# Question about laying track plan printed from AnyRail



## Burbs (Mar 28, 2014)

I printed out my layout in 1:1 ration and I had a question about how to place the pieces of paper. Am I supposed to overlay them like in the first picture? Or am I supposed to put the pieces edge to edge in picture 2? 

Thanks!


----------



## JeffHurl (Apr 22, 2021)

You overlap them.

Be sure it's really 1:1. I exported to pdf, then printed the PDF. When I printed, the Adobe software shrunk the print to fit the page, and it ended up being about 10-15% smaller that it should have.

It took me a while to figure that out.

Find a piece of paper with a short section of track for which you know the exact length, and measure the printout just to be sure before laying it down.

I just got done doing my n scale layout and traced the center line onto the foam below by using an old dull ball point pen to "carve" the centerline into the top of the foam.


----------



## gunrunnerjohn (Nov 10, 2010)

You obviously would have to overlap them, you can see that it doesn't match up if you leave the margin. 

Here's your clue, note how if you overlapped these (and cut the one side right at the line to remove the margin overlap, they'd match up perfectly. You might consider trimming and putting clear tape on to hold some of the pieces together in a larger sheet.


----------



## JeffHurl (Apr 22, 2021)

Also, if you have a 1'x1' grid on your track plan, you can use a yeardstick to be sure the grid is 12" when taping a couple sheets together.


----------



## Burbs (Mar 28, 2014)

I appreciate all the replies.

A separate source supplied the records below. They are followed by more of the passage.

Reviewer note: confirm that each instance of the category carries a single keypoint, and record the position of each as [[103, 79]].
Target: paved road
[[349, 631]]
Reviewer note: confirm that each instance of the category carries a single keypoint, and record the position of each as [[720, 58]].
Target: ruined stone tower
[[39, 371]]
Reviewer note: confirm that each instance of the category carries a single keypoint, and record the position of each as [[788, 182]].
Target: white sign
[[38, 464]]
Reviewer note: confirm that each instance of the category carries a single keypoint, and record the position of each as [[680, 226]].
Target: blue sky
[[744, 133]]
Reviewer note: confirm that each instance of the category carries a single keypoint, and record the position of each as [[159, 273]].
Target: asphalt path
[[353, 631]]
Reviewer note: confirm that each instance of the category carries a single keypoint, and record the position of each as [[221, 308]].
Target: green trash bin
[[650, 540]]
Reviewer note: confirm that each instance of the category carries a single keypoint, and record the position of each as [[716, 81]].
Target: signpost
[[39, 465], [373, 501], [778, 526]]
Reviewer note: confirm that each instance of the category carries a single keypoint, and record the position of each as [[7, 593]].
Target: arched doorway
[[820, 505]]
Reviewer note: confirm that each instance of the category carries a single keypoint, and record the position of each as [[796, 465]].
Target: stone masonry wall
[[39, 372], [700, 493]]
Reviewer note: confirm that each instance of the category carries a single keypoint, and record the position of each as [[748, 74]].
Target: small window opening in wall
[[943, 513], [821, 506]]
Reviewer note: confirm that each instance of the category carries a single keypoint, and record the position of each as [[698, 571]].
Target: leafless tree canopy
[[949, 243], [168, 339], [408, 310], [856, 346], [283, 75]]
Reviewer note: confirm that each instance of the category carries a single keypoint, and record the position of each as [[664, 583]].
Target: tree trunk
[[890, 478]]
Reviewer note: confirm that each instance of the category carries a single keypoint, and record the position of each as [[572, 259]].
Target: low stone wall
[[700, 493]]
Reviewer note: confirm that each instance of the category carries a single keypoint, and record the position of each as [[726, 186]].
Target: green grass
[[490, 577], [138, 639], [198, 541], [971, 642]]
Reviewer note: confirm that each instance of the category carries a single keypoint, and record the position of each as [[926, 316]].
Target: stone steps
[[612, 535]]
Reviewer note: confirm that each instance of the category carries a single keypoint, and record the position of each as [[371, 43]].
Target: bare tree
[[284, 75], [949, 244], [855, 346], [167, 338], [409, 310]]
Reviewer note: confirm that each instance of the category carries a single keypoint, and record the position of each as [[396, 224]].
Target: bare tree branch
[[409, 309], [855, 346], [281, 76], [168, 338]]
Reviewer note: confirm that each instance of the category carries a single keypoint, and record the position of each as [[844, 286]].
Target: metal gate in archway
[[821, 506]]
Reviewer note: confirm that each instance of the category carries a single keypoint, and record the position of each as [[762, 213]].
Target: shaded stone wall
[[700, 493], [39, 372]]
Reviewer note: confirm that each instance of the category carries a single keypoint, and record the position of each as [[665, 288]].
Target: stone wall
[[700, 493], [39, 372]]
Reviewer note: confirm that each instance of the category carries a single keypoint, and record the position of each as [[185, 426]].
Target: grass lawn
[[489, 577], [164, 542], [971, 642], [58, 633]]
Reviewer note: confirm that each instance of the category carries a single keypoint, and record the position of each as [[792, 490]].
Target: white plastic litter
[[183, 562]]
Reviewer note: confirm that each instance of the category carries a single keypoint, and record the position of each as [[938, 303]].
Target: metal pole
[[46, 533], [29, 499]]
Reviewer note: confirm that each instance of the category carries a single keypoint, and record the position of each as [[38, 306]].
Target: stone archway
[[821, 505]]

I did lay it all out overlapping but as I was looking it over, I just wanted to double check.
Thanks for the help.


----------



## MichaelE (Mar 7, 2018)

What John said. Cut off the margins at the black line and join them with tape. It's obvious from the photo that those don't line up edge to edge with the margin in the way.


----------



## gunrunnerjohn (Nov 10, 2010)

I just cut one side of the margins, that gives me some paper overlap and I can still match up the plan for exact sizing. I've only done this on a trial basis, my overall layout is 36' long and would require a LOT of paper to print 1:1. 😂


----------



## MichaelE (Mar 7, 2018)

Yes, O scale would require a tree or two in your case.


----------